Les années ont passé sans incidents majeurs. Je tentais plusieurs fois de décrocher, de prendre du recul. Je sentais que ça devenait dangereux, qu'un jour ou l'autre l'accident fatal allait me tomber dessus mais c'était trop d'effort de volonté face au plaisir d'écrire. Je me souviens quand l'infirmière de jour m'a dit, "monsieur Ruegy, la police n'a pas tort, à 80 ans il faut être raisonnable, avec le trafic, vous risquiez l'accident. Ils ont eu raison de vous retirer votre permis de conduire." 
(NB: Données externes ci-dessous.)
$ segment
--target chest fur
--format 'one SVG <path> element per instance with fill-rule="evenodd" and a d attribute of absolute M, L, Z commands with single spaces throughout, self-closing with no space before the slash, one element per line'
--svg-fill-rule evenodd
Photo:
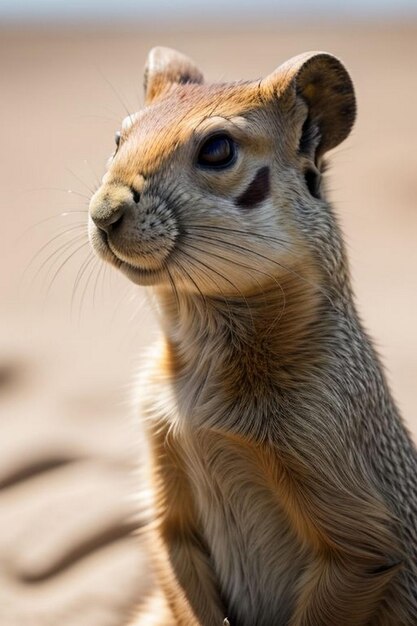
<path fill-rule="evenodd" d="M 273 461 L 261 459 L 261 450 L 239 439 L 212 431 L 182 445 L 200 527 L 231 623 L 286 624 L 295 583 L 309 555 L 280 503 Z"/>

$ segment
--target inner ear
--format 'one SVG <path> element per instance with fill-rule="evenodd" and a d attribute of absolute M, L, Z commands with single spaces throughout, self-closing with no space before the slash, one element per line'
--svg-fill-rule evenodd
<path fill-rule="evenodd" d="M 299 153 L 314 161 L 317 165 L 317 147 L 321 141 L 318 124 L 307 115 L 301 128 L 301 138 L 298 146 Z"/>
<path fill-rule="evenodd" d="M 152 48 L 146 61 L 143 80 L 146 104 L 158 99 L 175 84 L 203 81 L 198 67 L 181 52 L 171 48 Z"/>
<path fill-rule="evenodd" d="M 318 124 L 307 115 L 304 120 L 298 151 L 303 161 L 307 161 L 304 169 L 304 180 L 310 194 L 314 198 L 321 198 L 321 159 L 317 155 L 321 134 Z"/>
<path fill-rule="evenodd" d="M 317 198 L 318 200 L 320 200 L 321 199 L 321 190 L 320 190 L 321 174 L 320 172 L 313 167 L 308 167 L 304 172 L 304 180 L 306 182 L 307 189 L 309 190 L 313 198 Z"/>

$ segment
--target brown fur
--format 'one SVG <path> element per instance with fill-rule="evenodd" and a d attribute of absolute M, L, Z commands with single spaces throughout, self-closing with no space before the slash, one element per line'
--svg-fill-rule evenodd
<path fill-rule="evenodd" d="M 135 623 L 412 626 L 417 455 L 319 184 L 354 121 L 346 70 L 307 53 L 206 85 L 157 49 L 146 103 L 90 205 L 163 331 L 141 403 L 165 604 Z M 197 165 L 213 131 L 237 145 L 221 171 Z"/>

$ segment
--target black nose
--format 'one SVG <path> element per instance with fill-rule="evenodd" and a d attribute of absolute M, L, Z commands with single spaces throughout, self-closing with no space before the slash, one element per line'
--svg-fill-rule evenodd
<path fill-rule="evenodd" d="M 119 226 L 123 220 L 123 216 L 125 213 L 126 206 L 121 205 L 114 209 L 110 214 L 107 212 L 103 212 L 102 215 L 95 214 L 92 215 L 91 218 L 94 224 L 100 230 L 103 230 L 105 233 L 109 233 L 111 230 L 114 230 L 117 226 Z"/>

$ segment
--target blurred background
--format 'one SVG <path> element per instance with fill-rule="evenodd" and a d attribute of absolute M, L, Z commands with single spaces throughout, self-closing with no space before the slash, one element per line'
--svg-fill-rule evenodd
<path fill-rule="evenodd" d="M 417 434 L 415 0 L 0 0 L 0 623 L 117 626 L 151 580 L 133 529 L 130 404 L 156 335 L 146 294 L 92 256 L 89 197 L 154 45 L 208 80 L 305 50 L 351 72 L 358 121 L 329 197 L 359 309 Z"/>

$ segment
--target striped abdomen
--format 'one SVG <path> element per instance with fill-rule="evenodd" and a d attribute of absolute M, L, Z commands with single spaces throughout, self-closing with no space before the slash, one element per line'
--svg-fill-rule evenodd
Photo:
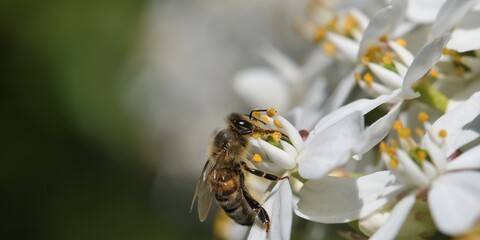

Et moi, têtu, je continue. Tous les jours sur le parking de la maison de retraite, je monte dans ma 2CV, j'allume les phares,  puis, après avoir vérifié les rétroviseurs, je mets le contact et, même si elle ne roule plus depuis longtemps, je m'envole conquérir le monde. Parce ce que sans imagination le monde est bien trop étroit.
Voilà, vous savez tout, mais ne le répétez à personne.